Summary

Arteriovenous malformations are congenital lesions that may evolve with time and manifest in a plethora of presentations. They can occur as torrential epistaxis when it extensively involves the facial region. Multi-imaging modalities are available to assist in characterizing the structure of the lesion as well as its location and extent. This complex disease requires a multidisciplinary team approach with preoperative embolization and surgery. We present a rare cause of life-threatening epistaxis in a gentleman with a longstanding orbital and hemifacial arteriovenous malformation and discuss the complexities involved in its management.

Keywords

arteriovenous malformation;epistaxis;hemifacial

1. Introduction

Arteriovenous malformations (AVMs) are a subclassification of vascular malformations proposed by Mulliken and Glowacki in 1982.¹ Although vascular malformations are commonly seen in the head and neck region, the incidence of AVMs in the head and neck region is rare in comparison with hemangiomas and venous malformations.² Intraorbital AVMs usually present with orbital symptoms such as proptosis, diplopia, and facial deformity. Because of its anatomical proximity to the nose, epistaxis may be a presenting feature. The clinical progression of an AVM is scored from I to IV based on its severity using the Schobinger clinical staging.² We report a case of a stage III rare intraorbital AVM with epistaxis as a presenting feature and its treatment challenges.

2. Case report

A 35-year-old man first presented with a progressive swelling of his left eye lid for 10 years, and was treated then with embolization. His vision at that time was normal. He presented again 5 years later with a large nonpulsatile proptosis and blindness of his left eye, dilated tortuous vessels over the scalp and forehead (Fig. 1), and life-threatening epistaxis requiring repeated nasal packing. An urgent cerebral angiogram revealed an extensive left intraorbital and hemifacial AVM supplied by the ophthalmic, maxillary, facial, lingual, and superficial temporal arteries from both sides (Figs. 2 and 3) with no contrast extravasation noted. Both sphenopalatine arteries were empirically embolized with Histoacryl [n-butyl-2-cyanoacrylate (NBCA)] to prevent further episodes of epistaxis. Magnetic resonance imaging (MRI) showed a heterogeneously enhancing left orbital mass extensively involving the left periorbital and hemifacial area, containing dilated tortuous vessels with a “signal void” ( Fig. 4). A multidisciplinary team decision resulted in preoperative embolization by the interventional radiologist using Onyx 18 (ev3, Irvine, CA, USA), a nonadhesive liquid embolic agent consisting of ethylene vinyl alcohol copolymer dissolved in dimethyl sulfoxide and micronized tantalum powder, via a sonic detachable microcatheter (Balt Extrusion, Montmorency, France), followed by radical surgery the next day.
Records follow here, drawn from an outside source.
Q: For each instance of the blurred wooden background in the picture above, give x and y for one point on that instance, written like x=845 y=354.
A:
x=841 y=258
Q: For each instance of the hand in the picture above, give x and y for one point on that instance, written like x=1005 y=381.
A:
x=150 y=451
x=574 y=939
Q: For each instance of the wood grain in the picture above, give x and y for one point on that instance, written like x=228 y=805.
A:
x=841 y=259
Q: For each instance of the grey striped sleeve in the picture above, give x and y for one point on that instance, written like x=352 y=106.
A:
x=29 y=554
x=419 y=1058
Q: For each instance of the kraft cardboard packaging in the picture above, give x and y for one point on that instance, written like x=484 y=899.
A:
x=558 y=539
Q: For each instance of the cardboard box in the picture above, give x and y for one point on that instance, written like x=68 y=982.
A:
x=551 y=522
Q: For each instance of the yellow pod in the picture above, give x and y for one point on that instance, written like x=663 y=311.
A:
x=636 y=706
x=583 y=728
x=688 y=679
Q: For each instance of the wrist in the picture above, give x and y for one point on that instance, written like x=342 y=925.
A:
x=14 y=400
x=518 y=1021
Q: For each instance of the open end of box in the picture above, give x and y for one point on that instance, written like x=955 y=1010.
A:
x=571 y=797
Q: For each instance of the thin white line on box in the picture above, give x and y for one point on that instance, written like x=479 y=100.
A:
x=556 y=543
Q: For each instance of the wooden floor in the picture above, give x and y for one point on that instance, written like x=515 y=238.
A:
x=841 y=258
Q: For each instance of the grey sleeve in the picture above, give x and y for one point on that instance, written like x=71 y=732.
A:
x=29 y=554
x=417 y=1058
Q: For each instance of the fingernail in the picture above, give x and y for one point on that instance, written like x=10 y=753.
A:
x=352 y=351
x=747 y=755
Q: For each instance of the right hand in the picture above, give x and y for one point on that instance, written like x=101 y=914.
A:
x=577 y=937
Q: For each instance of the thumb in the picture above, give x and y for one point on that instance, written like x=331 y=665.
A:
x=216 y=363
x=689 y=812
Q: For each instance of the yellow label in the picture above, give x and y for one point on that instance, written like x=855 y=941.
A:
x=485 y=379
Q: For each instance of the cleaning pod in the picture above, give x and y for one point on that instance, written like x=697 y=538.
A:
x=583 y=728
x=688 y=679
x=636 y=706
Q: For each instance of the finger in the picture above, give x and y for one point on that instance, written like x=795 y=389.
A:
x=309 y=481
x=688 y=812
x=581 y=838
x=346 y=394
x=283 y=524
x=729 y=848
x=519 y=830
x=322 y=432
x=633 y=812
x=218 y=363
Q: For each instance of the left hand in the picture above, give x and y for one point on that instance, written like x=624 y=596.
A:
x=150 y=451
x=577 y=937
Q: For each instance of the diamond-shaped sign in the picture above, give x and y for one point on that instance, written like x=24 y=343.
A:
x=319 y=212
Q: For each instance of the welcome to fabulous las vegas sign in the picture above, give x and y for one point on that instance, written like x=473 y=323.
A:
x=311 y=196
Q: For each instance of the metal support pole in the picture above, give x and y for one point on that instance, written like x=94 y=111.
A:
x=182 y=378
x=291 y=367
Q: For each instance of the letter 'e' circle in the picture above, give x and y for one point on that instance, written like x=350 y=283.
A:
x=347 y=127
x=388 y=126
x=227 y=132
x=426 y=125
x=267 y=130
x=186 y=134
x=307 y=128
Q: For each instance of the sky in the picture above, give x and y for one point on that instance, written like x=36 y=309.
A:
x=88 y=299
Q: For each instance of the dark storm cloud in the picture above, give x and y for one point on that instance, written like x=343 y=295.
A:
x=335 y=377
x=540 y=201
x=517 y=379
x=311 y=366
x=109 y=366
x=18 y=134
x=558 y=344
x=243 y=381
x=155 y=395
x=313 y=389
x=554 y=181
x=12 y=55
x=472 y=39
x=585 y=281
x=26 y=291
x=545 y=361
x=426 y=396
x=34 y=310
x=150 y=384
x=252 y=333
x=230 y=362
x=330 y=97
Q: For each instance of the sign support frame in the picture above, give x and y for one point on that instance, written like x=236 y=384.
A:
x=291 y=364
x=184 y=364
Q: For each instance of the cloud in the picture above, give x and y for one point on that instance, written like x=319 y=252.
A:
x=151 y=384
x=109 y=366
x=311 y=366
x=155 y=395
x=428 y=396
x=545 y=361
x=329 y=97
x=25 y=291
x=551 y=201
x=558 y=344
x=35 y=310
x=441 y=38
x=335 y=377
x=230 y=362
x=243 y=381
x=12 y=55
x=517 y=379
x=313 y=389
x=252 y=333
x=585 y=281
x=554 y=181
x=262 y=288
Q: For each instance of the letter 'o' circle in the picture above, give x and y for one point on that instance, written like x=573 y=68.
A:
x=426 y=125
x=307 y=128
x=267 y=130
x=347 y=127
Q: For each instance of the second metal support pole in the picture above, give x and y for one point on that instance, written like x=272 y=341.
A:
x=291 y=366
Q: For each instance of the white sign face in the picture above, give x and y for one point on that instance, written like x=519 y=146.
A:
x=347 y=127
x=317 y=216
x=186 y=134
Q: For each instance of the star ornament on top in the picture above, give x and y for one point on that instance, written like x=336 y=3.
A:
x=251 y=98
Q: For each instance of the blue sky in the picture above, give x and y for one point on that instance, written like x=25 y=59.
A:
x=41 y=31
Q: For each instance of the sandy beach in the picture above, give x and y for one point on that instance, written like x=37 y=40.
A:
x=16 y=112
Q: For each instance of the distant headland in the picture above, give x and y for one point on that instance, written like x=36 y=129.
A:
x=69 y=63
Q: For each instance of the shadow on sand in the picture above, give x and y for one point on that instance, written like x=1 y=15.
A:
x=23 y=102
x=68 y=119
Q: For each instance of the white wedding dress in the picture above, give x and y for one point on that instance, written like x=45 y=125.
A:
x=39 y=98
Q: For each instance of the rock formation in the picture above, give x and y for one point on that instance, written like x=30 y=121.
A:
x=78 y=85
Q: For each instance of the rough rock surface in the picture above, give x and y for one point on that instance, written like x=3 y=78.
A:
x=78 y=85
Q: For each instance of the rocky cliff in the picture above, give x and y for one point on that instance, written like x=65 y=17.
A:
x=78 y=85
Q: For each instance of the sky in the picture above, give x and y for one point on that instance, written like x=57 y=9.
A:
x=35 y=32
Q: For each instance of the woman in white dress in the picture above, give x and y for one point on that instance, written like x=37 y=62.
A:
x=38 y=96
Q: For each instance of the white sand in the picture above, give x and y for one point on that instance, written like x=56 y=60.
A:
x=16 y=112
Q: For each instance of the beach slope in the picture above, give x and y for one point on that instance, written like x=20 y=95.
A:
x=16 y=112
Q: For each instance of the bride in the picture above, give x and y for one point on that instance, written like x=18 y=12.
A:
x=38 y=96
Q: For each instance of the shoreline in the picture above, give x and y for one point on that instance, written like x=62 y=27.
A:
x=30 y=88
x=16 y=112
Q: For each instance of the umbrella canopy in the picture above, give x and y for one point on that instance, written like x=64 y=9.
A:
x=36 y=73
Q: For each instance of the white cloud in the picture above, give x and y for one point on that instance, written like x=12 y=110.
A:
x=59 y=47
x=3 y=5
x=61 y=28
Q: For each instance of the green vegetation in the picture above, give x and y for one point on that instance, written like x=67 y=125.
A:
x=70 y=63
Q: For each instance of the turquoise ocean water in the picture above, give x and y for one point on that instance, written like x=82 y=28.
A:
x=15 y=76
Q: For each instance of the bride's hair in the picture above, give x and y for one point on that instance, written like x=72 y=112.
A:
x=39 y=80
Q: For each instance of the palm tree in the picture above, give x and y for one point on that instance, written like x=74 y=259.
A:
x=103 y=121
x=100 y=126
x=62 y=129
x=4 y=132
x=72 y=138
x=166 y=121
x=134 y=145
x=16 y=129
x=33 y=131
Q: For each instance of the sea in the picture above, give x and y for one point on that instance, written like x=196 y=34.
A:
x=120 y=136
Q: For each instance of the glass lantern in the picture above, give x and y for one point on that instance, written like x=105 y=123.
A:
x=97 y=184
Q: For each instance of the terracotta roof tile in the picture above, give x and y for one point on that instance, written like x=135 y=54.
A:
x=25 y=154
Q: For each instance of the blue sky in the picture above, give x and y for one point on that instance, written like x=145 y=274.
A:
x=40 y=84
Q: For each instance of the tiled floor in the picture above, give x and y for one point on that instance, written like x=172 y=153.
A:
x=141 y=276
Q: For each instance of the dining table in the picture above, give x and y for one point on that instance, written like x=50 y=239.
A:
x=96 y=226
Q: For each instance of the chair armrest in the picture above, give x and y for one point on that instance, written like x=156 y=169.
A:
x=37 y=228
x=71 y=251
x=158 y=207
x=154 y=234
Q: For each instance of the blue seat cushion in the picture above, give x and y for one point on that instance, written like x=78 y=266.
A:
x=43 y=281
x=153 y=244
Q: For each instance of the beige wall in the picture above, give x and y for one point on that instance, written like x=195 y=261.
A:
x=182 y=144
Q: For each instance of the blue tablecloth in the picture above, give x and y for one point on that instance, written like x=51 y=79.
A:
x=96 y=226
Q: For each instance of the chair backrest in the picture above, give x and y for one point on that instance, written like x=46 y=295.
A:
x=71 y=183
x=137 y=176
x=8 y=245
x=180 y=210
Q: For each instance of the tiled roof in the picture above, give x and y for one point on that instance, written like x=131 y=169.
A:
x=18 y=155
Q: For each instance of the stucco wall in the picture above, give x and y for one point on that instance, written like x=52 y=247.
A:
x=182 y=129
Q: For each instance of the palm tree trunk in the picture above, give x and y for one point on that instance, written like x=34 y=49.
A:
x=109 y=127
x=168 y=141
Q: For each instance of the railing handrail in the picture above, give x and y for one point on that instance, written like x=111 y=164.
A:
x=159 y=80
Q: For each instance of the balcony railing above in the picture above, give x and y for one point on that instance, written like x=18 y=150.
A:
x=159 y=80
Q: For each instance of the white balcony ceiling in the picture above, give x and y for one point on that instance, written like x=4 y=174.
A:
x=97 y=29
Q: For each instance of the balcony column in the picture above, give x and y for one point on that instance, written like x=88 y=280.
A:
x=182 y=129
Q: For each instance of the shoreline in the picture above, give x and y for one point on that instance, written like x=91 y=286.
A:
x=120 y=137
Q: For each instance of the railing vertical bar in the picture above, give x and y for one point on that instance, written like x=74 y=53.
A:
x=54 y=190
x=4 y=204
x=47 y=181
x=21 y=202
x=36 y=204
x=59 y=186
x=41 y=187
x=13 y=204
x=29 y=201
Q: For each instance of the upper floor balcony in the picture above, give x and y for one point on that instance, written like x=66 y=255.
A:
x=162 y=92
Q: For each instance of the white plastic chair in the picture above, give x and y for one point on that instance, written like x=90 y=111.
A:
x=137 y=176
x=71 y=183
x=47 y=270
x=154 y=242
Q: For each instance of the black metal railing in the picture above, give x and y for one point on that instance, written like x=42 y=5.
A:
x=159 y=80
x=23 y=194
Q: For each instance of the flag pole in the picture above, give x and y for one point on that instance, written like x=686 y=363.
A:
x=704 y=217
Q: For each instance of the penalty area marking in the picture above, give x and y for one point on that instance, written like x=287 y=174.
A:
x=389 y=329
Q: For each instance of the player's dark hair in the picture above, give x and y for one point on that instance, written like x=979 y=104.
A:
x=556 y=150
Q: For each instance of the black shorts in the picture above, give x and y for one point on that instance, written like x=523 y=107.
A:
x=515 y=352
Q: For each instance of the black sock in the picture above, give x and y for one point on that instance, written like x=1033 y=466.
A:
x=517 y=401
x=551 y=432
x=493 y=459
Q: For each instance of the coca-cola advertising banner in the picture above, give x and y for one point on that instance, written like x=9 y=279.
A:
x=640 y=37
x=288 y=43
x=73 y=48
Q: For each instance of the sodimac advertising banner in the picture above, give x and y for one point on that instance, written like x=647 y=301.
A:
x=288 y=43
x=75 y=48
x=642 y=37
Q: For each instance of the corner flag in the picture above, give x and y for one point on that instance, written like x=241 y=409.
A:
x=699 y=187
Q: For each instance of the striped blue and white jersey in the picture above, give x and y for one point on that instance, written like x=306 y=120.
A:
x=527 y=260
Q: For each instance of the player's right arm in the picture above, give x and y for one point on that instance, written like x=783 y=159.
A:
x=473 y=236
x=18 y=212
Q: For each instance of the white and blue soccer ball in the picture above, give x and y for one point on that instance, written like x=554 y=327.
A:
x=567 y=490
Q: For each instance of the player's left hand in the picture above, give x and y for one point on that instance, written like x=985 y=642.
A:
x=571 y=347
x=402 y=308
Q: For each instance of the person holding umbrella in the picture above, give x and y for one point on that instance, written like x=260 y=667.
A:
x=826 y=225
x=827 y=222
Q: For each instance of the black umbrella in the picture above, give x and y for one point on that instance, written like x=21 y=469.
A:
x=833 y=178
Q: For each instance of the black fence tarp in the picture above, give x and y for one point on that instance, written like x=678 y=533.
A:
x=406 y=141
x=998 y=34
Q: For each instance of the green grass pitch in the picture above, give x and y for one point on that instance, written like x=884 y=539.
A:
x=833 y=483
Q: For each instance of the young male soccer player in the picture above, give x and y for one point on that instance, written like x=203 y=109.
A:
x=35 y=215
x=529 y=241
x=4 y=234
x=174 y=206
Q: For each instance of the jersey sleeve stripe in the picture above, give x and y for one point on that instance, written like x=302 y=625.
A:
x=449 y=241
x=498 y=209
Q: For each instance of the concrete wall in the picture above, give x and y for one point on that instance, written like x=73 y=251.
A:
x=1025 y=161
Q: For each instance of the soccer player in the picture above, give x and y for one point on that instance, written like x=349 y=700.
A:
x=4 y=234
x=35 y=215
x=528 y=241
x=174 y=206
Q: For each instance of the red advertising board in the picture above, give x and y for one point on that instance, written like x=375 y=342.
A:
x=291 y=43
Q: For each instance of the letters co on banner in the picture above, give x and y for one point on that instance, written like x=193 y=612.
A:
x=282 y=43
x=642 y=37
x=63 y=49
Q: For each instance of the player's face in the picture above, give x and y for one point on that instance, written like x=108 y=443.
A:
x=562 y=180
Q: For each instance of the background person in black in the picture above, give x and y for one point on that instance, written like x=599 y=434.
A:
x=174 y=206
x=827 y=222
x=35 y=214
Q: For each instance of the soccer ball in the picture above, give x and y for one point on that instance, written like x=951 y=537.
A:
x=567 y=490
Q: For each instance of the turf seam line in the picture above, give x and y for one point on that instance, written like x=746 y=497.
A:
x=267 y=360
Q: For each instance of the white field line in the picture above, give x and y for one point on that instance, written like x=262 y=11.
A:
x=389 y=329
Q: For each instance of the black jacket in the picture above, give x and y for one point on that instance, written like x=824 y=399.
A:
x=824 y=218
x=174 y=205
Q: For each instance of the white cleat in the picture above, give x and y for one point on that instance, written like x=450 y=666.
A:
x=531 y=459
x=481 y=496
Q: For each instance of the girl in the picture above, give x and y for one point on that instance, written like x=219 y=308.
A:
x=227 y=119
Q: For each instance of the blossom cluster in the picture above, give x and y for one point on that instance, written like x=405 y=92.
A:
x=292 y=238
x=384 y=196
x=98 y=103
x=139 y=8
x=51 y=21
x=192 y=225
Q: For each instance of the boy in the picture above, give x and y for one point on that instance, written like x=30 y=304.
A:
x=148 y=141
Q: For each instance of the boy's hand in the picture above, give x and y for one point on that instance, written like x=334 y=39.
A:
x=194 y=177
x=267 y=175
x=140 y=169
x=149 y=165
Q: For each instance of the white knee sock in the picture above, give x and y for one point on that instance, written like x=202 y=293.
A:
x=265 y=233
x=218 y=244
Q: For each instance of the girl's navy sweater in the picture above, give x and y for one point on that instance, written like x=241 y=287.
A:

Figure 1. Large left proptosis with tortuous vessels over the forehead, extending to the nasion and involving the left ala nasi.

Figure 2. Internal carotid artery run showing arteriovenous malformation feeder vessels from the ophthalmic artery.

Figure 3. Left common carotid angiogram run shows extracranial arterial feeder of the AVM from the left maxillary and facial arteries branch.

Figure 4. Magnetic resonance imaging shows a large heterogeneous soft tissue lesion with flow void seen at the periorbital and intraconal parts of the left orbit in keeping with arteriovenous malformation. It is causing displacement of the left globe anterolaterally outside the bony orbit. This arteriovenous malformation extends medially to involve the nasal bridge and superiorly to involve the scalp.

The Head and Neck team exposed the external and common carotid arteries for immediate access should torrential bleeding occur. The tortuous feeder vessels over the scalp and forehead were ligated via a bicoronal incision approach. The ophthalmic lesion was removed en bloc, resulting in orbital exenteration. The orbital cavity was left to re-epithelialize spontaneously. The excision included the hemifacial AVM involving the left ala nasi, which was reconstructed by the plastic surgery team using a rotational flap, with conchal cartilage for support. Postoperatively, he developed a small area of superficial flap necrosis, which was managed using a full-thickness skin graft, giving good final cosmetic results ( Fig. 5).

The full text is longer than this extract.